Depuis «La Vérité sur l’affaire Harry Quebert», qui l’a propulsé parmi les auteurs francophones les plus lus à travers le monde, Joël Dicker n’a cessé de nous prouver son talent pour les récits à rebondissements impossibles à lâcher. Et l’écrivain suisse nous en fait une nouvelle démonstration avec «L’Affaire Alaska Sanders», son premier livre auto-édité.

Qu’est-ce qui vous a donné l’envie de retrouver Marcus Goldman?

«Quand j’étais dans l’écriture de ‘Harry Quebert’, donc en 2009, je voulais déjà en faire une trilogie. Et puis le succès est arrivé. J’en étais très content, mais en même temps ce succès m’a contrarié dans cette envie. Je ne voulais pas que les gens pensent que j’aie fait ce choix par facilité. Et puis le temps a passé. Entre-temps, j’ai fait autre chose. Le déclencheur, c’était donc l’envie d’être fidèle à cette idée de trilogie, qui date d’il y a 13 ans! Et en me lançant dans l’écriture, j’ai tout de suite eu le plaisir de retrouver Marcus, Perry et tous ces personnages. Ça, c’était le moteur.»

Comment avez-vous imaginé l’intrigue de ce nouveau roman?

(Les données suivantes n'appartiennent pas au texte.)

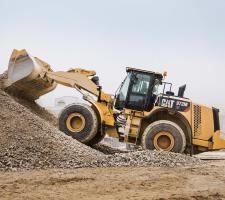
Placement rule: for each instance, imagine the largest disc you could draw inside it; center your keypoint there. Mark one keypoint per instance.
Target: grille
(197, 120)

«Je voulais raconter cette amitié entre Marcus et ce flic Perry Gahalowood, qu’il a rencontré pendant l’affaire Harry Quebert. Et j’avais envie de repartir sur du polar. Donc il me fallait un meurtre. Et puis après? Je n’ai pas de plan, donc je me suis laissé guider par les personnages. Quand il y a un plan, l’esprit est formaté: il suit une direction déjà établie. Sans plan, on est libres de toute contrainte et on fait plus de découvertes. On va plus loin.»

Ces retrouvailles avec Harry Quebert, les attendiez-vous autant que Marcus?

«Ce livre est la continuité de l’‘Affaire Harry Quebert’. On a des réponses à des questions que l’on se posait à la fin du roman: qu’était devenu Harry? Où était-il? J’avais envie de savoir. Il restait des choses que je n’avais pas explicitées, même à moi-même. J’avais besoin d’aller au bout.»

L’amitié qui lie Marcus à Perry ou à Harry est au cœur du roman. Pour lui, les amis les plus importants ne sont pas nécessairement ceux que l’on voit le plus. C’est aussi votre perception de l’amitié?

«L’amitié est un pilier essentiel de la vie. C’est l’une des rares choses gratuites dans le monde, et pas seulement d’un point de vue financier: un ami, c’est quelqu’un dont on peut recevoir sans qu’il n’attende rien en retour. C’est quelque chose de très fort. Et dans le monde dans lequel on vit, c’est parfois difficile de faire le tri. On est tellement ‘Instagramé’, ‘Facebooké’, que l’on a l’impression d’être ami avec tout le monde. Mais ‘être amis sur Insta’, ça biaise l’idée de l’amitié. À savoir l’idée qu’au-delà de passer de bons moments ensemble, avoir un ami c’est avoir quelqu’un qui est là pour vous. Quelqu’un pour vous épauler dans la vie, quoiqu’il arrive.»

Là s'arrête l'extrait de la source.